Nous trouvons également un excellent making of (37’) constitué d’entretiens avec les comédiens du film et d’Álex de la Iglesia, ainsi que de très nombreuses et impressionnantes images de tournage. Dans la première partie, nous assistons à la première lecture du scénario avec toute l’équipe réunie, puis nous passons aux prises de vues souvent très difficiles quand les acteurs sont plongés dans la fange, même si les égouts ont évidemment été créés en studios. Les comédiens se montrent véritablement investis, notamment Jaime Ordóñez dont le corps était véritablement recouvert d’ecchymoses que devaient dissimuler les maquilleurs ! Chaque acteur présente son personnage et aborde les thèmes du film, tandis que la caméra s’immisce dans les loges où les maquilleurs s’apprêtent à donner naissance à Israel. Comment la scène du trou a-t-elle été tournée ? Les bagarres ? La poursuite dans les égouts ? L’affrontement final ? L’épilogue ? Il faudra visionner ce formidable documentaire pour le savoir.
L’Image et le son
Que voilà un bel objet ! Les deux éditeurs ont mis les petits plats dans les grands et offre à la belle photo d’Ángel Amorós (Mi Gran Noche) un superbe écrin qui restitue adroitement les partis pris esthétiques originaux. Le piqué est diaboliquement ciselé, le cadre large flatte les rétines, les contrastes sont particulièrement riches et tranchés, les noirs concis et la colorimétrie froide des décors est bigarrée à souhait. L’ensemble est soutenu par une compression AVC de haute volée et fort élégante, et malgré quelques sensibles pertes des détails sur quelques plans sombres, ce master français HD (1080p) est brillant, dense et minutieux, avec même un léger grain très plaisant.
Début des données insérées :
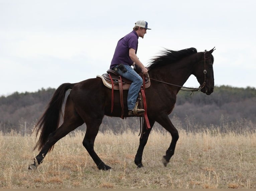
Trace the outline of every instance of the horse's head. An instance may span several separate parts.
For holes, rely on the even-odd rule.
[[[199,53],[200,61],[195,65],[193,73],[200,84],[201,91],[207,95],[212,94],[214,88],[214,59],[212,53],[215,50],[215,48],[209,51]]]

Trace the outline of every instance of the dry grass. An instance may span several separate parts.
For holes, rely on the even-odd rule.
[[[28,165],[38,154],[34,135],[0,133],[0,188],[256,188],[256,133],[223,134],[206,131],[179,131],[175,153],[166,167],[162,156],[170,135],[151,132],[143,157],[144,167],[134,163],[138,132],[99,133],[95,150],[113,168],[99,170],[77,131],[55,144],[38,170]]]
Le confort acoustique a été soigné avec deux mixages DTS-HD Master Audio 5.1 espagnol et français, aussi probants dans les scènes agitées que dans les séquences plus calmes, même si effectivement il n’y en a pas beaucoup puisque tous les personnages sont sans cesse en train de parler « très fort ». Les pics de violence peuvent compter sur une balance impressionnante des frontales comme des latérales, avec des effets foisonnants qui environnent le spectateur de partout. A ce titre, l’acte final dans les égouts mettra à mal votre installation ! Les ambiances annexes sont omniprésentes et dynamiques, les voix solidement exsudées par la centrale, tandis que le caisson de basses souligne efficacement chacune des séquences au moment opportun. La spatialisation musicale est luxuriante avec un net avantage pour la version originale. Si possible, évitez la version française. Les sous-titres français ne sont pas imposés sur la version originale et le changement de langue non verrouillé à la volée.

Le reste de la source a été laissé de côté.